Do you want to be responsible for the development and validation of maths and models under supervision of expert staff in machine learning? Then we invite you to apply for a PhD position on 'Bio-inspired learning algorithms for efficient and robust neural network models with a focus on neuromorphic computing and control of complex environments'.
This project is embedded within the
European Laboratory for Learning and Intelligent Systems (ELLIS) Unit in Radboud AI. The aim is to develop highly effective algorithms for training artificial neural network models which make use of (biologically plausible) information local to the individual nodes of the network. This locality will allow efficient implementation and testing of these algorithms on neuromorphic computing systems. The efficacy of the algorithms will be tested in simulations. This will be done in the context of relevant reinforcement learning tasks using a control system theoretic approach to interaction with modelled environments. This work entails a theoretical (mathematical) development of state-of-the-art biologically plausible learning rules and reinforcement learning strategies alongside implementation/testing of these algorithms in the form of neuromorphic computing algorithms and agent-based artificial neural network modelling.
We offer you a full-time (100%) position for 4 years.

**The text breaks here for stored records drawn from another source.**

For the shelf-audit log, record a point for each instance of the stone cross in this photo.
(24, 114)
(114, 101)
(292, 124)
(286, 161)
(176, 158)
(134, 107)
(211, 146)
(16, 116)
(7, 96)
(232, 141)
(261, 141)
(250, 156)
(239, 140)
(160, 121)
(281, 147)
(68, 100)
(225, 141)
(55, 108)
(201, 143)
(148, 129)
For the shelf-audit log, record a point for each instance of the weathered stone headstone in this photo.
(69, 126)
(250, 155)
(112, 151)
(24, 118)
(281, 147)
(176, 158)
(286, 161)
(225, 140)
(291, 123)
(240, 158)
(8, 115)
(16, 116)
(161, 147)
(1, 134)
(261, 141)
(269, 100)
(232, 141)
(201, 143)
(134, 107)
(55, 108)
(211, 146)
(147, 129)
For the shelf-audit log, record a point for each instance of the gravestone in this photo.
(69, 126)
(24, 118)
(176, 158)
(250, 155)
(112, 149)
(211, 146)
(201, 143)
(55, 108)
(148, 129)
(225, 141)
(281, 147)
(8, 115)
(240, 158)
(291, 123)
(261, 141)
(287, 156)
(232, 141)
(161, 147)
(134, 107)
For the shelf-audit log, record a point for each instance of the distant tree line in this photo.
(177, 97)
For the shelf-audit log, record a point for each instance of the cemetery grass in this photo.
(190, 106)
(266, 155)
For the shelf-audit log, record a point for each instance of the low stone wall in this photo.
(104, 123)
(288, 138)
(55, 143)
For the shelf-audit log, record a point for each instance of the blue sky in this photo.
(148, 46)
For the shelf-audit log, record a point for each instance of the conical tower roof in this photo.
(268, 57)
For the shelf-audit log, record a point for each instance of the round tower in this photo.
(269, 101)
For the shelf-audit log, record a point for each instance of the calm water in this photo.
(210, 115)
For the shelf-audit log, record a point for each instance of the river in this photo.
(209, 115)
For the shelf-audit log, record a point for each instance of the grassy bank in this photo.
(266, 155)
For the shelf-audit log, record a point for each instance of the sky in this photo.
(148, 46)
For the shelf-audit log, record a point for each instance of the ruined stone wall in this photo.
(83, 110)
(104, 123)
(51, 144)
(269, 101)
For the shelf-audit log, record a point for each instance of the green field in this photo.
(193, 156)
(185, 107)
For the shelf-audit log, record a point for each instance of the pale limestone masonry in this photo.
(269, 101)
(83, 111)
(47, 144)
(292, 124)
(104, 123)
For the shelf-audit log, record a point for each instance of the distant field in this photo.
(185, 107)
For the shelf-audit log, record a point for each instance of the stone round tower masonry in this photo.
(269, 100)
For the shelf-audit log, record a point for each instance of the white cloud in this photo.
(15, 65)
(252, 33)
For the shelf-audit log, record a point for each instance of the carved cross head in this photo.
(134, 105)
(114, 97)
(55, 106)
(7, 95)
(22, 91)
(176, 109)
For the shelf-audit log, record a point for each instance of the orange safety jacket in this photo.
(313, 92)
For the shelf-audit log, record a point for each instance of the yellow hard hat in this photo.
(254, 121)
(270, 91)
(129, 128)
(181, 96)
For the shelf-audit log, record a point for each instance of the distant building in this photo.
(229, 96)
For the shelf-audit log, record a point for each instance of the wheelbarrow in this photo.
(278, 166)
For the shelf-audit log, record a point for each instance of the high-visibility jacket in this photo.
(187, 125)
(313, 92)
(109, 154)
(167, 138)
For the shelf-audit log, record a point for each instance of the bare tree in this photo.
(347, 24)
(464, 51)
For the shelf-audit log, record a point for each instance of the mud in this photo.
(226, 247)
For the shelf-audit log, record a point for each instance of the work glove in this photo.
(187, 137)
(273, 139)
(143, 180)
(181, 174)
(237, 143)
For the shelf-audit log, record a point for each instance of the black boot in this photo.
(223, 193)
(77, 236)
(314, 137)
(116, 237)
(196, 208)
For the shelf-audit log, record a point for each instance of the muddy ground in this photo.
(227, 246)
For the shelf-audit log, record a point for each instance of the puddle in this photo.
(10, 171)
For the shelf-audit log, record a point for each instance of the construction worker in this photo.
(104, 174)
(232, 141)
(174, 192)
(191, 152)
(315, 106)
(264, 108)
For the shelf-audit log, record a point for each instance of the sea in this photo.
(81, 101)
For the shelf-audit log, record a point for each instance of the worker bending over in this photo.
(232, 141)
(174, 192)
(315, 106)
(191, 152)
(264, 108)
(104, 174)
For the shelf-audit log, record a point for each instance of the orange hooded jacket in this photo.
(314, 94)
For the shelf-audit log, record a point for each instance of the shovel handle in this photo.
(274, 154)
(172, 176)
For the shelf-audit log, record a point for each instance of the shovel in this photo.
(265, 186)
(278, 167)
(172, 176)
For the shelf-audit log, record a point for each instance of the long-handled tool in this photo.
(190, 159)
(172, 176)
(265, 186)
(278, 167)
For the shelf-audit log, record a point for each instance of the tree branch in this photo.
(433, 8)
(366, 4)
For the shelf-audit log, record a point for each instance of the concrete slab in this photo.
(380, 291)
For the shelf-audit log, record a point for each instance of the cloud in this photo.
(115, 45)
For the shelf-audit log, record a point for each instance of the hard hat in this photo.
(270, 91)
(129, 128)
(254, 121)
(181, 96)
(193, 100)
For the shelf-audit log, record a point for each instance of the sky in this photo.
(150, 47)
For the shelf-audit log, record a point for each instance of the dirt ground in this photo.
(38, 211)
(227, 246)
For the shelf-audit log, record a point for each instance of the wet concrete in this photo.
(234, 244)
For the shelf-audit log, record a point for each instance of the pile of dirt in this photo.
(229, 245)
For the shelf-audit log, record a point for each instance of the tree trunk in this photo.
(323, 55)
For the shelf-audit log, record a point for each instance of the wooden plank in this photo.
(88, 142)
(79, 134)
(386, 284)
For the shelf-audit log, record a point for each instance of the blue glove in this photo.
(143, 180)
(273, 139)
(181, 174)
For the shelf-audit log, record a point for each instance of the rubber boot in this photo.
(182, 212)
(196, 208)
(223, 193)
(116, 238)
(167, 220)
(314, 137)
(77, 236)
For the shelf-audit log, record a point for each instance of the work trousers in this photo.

This project is supervised by Prof. van Gerven, Dr Nasir Ahmad and Dr. Bodo Rueckauer. You will be employed at the Artificial Intelligence department of the Donders Institute for Brain, Cognition and Behaviour, where you will have the opportunity to collaborate and interact with renowned international experts in machine learning, computational neuroscience and neuromorphic computing. You will also benefit from the extensive training programme of the Donders Graduate School. Additionally, you will have the opportunity to supervise MSc and BSc students in their thesis projects. 10% of your appointment will be devoted to support tasks in the ELLIS unit, such as helping to organise ELLIS activities or (co)supervision of ELLIS-related projects.